As summer goes on, we forget about the garlic, until it gets chilly again in mid-October! We then begin spreading compost for the upcoming planting. The whole crew gathers, just before our apprentices finish their season, and we spend several hours (or a few days) cracking, or separating, garlic bulbs into individual cloves for planting. Then, after plowing the field and preparing beds, we plant cloves in; this year, we planted 19,500 cloves! It is a fitting and phenomenal end to the season for the entire crew.
And then, the cycle begins again. The cloves root, and then, early in the spring, they shoot upwards again, a reminder that days do get longer and warmer too. Green garlic is one of the first things that we harvest, a (stinky) breath of fresh flavor after a winter of mass produced vegetables. It’s easy to imagine garlic and its relatives being a spring delicacy of the utmost value to pre-industrial societies, breaking the hungry spell of late winter.

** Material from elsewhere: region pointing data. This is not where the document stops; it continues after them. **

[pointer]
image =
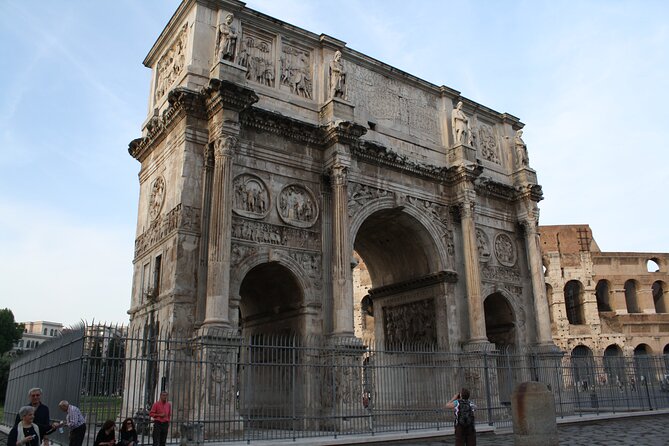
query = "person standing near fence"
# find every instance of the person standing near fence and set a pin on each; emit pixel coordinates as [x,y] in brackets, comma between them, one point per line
[465,430]
[75,421]
[42,418]
[161,412]
[26,432]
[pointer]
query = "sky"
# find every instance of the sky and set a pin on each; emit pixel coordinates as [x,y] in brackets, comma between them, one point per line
[588,78]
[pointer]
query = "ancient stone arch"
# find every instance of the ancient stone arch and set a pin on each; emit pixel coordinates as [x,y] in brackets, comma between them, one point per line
[252,167]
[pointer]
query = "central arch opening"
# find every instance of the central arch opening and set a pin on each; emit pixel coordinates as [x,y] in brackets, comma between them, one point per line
[397,280]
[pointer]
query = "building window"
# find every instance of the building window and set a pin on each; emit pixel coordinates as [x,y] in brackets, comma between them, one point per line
[603,293]
[156,275]
[659,297]
[573,300]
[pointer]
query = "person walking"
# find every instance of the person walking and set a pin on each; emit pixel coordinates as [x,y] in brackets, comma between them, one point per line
[75,421]
[41,413]
[465,430]
[26,432]
[161,412]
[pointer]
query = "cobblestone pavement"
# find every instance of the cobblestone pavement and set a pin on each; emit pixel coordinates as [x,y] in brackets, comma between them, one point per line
[645,430]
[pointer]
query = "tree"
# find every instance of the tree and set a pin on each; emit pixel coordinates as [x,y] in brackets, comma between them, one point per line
[10,331]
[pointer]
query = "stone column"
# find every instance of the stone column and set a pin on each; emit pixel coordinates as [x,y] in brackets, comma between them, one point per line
[218,269]
[532,244]
[477,333]
[224,102]
[342,283]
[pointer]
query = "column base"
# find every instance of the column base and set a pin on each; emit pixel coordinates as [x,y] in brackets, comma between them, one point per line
[478,346]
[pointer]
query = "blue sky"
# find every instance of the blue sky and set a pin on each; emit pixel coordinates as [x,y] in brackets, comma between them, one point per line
[588,78]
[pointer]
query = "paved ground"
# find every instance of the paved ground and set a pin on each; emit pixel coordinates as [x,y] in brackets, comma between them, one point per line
[647,430]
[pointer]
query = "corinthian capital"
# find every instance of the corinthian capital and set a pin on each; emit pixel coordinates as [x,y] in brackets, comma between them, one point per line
[339,174]
[225,146]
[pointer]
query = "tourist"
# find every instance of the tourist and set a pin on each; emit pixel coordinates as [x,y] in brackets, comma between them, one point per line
[161,412]
[106,435]
[26,432]
[41,411]
[460,124]
[75,421]
[128,433]
[465,429]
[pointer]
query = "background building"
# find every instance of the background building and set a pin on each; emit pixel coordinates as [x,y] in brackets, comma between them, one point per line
[609,304]
[36,333]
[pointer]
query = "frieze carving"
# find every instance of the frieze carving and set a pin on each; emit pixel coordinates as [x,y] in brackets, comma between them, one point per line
[438,212]
[171,64]
[296,71]
[375,153]
[267,233]
[157,198]
[483,245]
[340,380]
[220,390]
[414,322]
[391,100]
[257,55]
[311,264]
[500,274]
[505,250]
[184,218]
[487,143]
[240,252]
[359,195]
[297,206]
[267,121]
[251,197]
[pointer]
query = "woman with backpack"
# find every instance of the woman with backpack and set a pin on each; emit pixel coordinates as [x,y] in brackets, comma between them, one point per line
[465,430]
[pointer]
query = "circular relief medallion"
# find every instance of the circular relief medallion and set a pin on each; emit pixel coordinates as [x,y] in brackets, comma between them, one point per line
[505,250]
[483,245]
[297,206]
[251,197]
[157,198]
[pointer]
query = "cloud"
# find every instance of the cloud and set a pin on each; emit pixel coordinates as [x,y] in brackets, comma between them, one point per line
[59,269]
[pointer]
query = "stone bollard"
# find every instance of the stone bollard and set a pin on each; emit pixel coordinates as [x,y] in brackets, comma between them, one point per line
[533,408]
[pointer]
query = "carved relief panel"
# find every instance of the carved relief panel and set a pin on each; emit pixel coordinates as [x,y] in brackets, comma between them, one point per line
[251,197]
[360,194]
[296,71]
[257,56]
[412,322]
[171,64]
[505,250]
[487,143]
[297,206]
[157,198]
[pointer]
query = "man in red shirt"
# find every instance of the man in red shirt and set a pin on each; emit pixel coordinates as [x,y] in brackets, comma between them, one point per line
[161,412]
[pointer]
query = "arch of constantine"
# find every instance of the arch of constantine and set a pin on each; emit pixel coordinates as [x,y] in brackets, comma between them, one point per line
[276,163]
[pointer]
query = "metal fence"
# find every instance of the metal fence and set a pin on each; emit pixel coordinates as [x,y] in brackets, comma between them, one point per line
[228,387]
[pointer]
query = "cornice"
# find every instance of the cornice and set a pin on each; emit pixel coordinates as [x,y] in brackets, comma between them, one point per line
[278,124]
[464,173]
[374,153]
[488,187]
[413,284]
[182,102]
[343,132]
[228,95]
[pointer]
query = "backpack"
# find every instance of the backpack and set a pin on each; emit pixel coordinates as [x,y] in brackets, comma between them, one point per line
[465,414]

I think this has to be one of the reasons garlic figures so prominently into mythology, including a Korean legend of a bear transforming into a woman after eating twenty cloves of garlic and Koren mugwort (an herb) as well as the practice of putting out garlic in an arrangement for the Persian New Year, Nowruz, as a symbol of good health and medicine.
I also know everyone has at least one person in their life that swears by garlic as a cure for colds and other illnesses. These are difficult claims to assess, but there is some significant research that points towards garlic as potentially: preventing and cutting short common colds, mildly lowering the risk of a couple types of cancer, and decreasing both high cholesterol and high blood pressure in at least some cases. This is not medical advice, I am not a doctor, and neither can be construed as such, but science does seem to echo some of the more reasonable claims our grandmothers made.
Maybe more importantly, to me at least, is the way the garlic harvest, storage, planting, tending, and weeding (weeding is by far the hardest part of growing garlic) ties the rhythm of the farm year together so neatly. In spring, we eat and cultivate. In summer, we eat and harvest. In fall, we eat and plant. In winter, after the last of the storage garlic has run out, we wait, patiently.